Es soll sich dabei um eine Klasse handeln, deren Objekte viele Objekte eines beim Erzeugen bestimmten Typs speichern können.
Der Haken an der Sache: Wir sollen die Aufgabe mit normalen Arrays lösen, es sind keine ArrayLists oder sonstwas erlaubt.
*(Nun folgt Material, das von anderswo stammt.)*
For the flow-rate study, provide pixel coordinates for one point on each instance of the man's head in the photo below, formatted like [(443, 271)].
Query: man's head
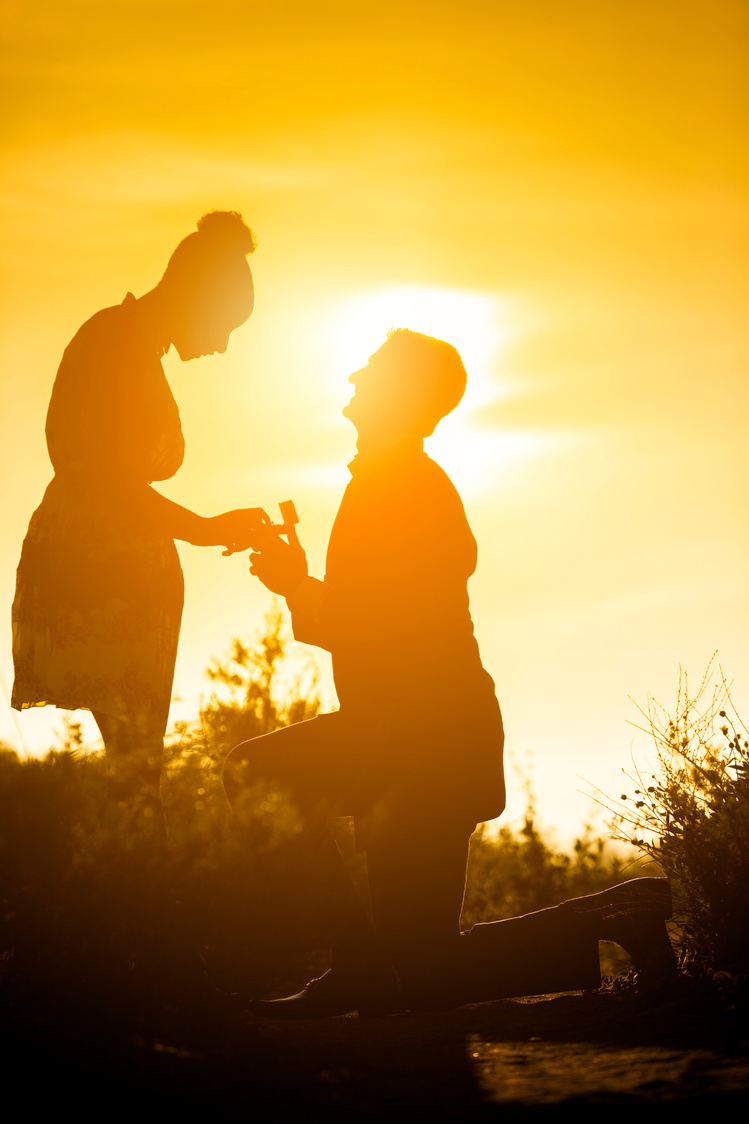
[(207, 284), (408, 384)]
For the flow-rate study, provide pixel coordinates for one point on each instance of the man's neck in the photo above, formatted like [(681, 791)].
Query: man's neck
[(380, 449)]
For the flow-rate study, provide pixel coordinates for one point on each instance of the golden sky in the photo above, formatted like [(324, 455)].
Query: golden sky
[(558, 188)]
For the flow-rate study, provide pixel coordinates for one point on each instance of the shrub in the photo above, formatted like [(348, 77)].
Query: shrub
[(691, 816)]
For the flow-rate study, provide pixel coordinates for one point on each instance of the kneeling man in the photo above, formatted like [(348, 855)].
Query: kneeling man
[(414, 753)]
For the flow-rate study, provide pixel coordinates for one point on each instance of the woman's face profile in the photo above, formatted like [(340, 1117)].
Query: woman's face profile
[(205, 320)]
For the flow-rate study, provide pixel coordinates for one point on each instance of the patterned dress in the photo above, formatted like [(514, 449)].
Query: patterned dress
[(99, 589)]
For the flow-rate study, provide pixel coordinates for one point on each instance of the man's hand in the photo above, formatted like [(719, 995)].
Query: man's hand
[(281, 567), (236, 529)]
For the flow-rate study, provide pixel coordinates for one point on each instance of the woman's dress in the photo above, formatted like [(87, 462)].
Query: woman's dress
[(99, 590)]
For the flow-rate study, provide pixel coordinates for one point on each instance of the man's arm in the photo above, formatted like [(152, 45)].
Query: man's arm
[(282, 568)]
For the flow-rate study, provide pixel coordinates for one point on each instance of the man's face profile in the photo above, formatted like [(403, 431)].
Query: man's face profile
[(388, 398)]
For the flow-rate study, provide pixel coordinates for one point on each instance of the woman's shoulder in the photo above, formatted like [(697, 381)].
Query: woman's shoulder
[(113, 325)]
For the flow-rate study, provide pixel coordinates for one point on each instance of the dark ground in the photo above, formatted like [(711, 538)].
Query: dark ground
[(521, 1059)]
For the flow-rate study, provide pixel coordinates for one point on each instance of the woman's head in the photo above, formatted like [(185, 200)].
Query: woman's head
[(207, 284), (408, 384)]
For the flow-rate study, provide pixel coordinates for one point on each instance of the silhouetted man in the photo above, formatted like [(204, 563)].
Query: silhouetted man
[(415, 751)]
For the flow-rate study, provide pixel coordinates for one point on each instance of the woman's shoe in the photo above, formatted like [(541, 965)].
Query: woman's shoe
[(337, 993)]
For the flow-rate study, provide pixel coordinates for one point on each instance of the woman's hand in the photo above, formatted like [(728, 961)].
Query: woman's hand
[(281, 567), (236, 529)]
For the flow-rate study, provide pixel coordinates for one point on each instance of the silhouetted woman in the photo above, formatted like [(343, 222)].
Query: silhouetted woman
[(99, 591)]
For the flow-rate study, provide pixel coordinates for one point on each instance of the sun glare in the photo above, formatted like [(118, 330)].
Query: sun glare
[(480, 327)]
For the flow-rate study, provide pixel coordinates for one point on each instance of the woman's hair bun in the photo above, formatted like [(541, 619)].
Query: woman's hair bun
[(227, 229)]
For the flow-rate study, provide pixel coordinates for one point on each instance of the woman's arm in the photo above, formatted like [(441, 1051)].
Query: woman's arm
[(232, 529)]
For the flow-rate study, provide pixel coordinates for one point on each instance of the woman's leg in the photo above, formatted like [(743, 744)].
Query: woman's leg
[(310, 764), (134, 745)]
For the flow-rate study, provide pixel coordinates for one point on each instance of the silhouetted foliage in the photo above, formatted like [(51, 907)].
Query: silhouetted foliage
[(691, 816), (98, 913)]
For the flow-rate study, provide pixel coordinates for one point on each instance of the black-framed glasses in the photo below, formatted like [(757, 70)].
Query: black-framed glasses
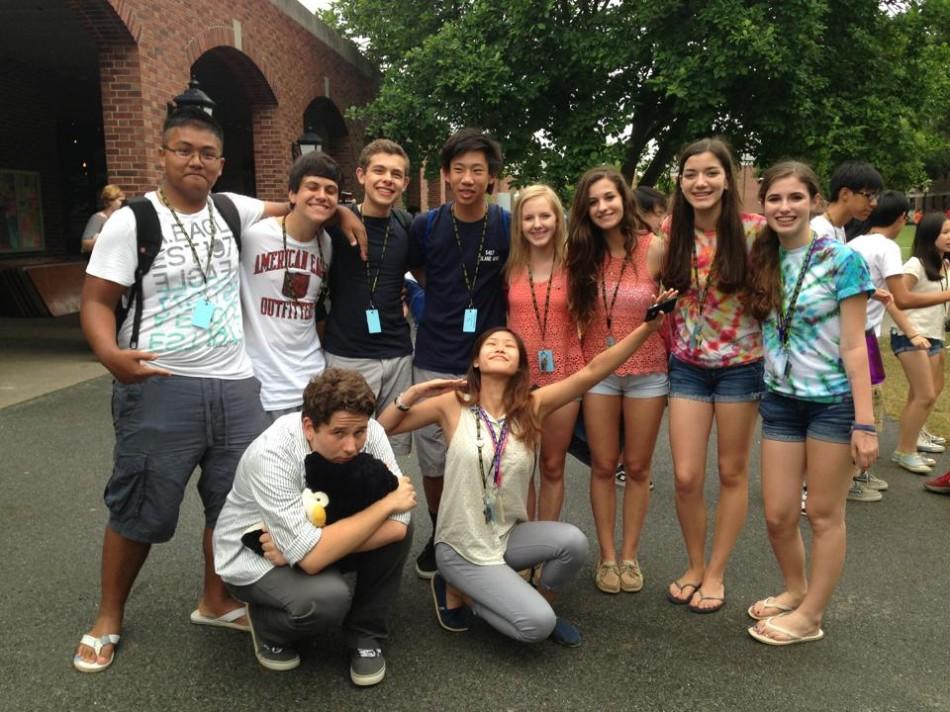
[(206, 155)]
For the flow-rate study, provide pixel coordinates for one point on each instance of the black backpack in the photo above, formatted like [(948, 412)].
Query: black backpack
[(148, 241)]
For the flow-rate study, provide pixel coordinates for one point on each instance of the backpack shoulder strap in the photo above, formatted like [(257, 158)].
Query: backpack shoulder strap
[(403, 217), (224, 205), (148, 242)]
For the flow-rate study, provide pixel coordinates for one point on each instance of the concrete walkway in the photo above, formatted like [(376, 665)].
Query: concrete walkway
[(39, 356), (885, 650)]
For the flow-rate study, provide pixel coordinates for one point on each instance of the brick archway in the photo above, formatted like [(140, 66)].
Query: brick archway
[(241, 57)]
Man muss also neue Arrays mit neu bestimmter Größe erstellen, wenn die Anzahl der zu speichernden Dinge die Größe des Arrays überschreitet.
Aber Java unterstützt ja keine generischen Arrays, deren Typ man zur Laufzeit erst festlegt.
Also dachte ich an den Workaround, ein Objekt-Array zu erstellen und dann einen Typecast auf den gewünschten Typ durchzuführen.
Daran bin ich aber gescheitert.. ich bekomme immer eine java.lang.ClassCastException: [Ljava.lang.Object; cannot be cast to [Ljava.lang.String; at MyDictionary.main(MyDictionary.java:61)
(wobei String der Typ ist, den ich in der Main-Methode testweise ausprobiert habe).

Ich weiß überhaupt nicht mehr, woran das liegen könnte...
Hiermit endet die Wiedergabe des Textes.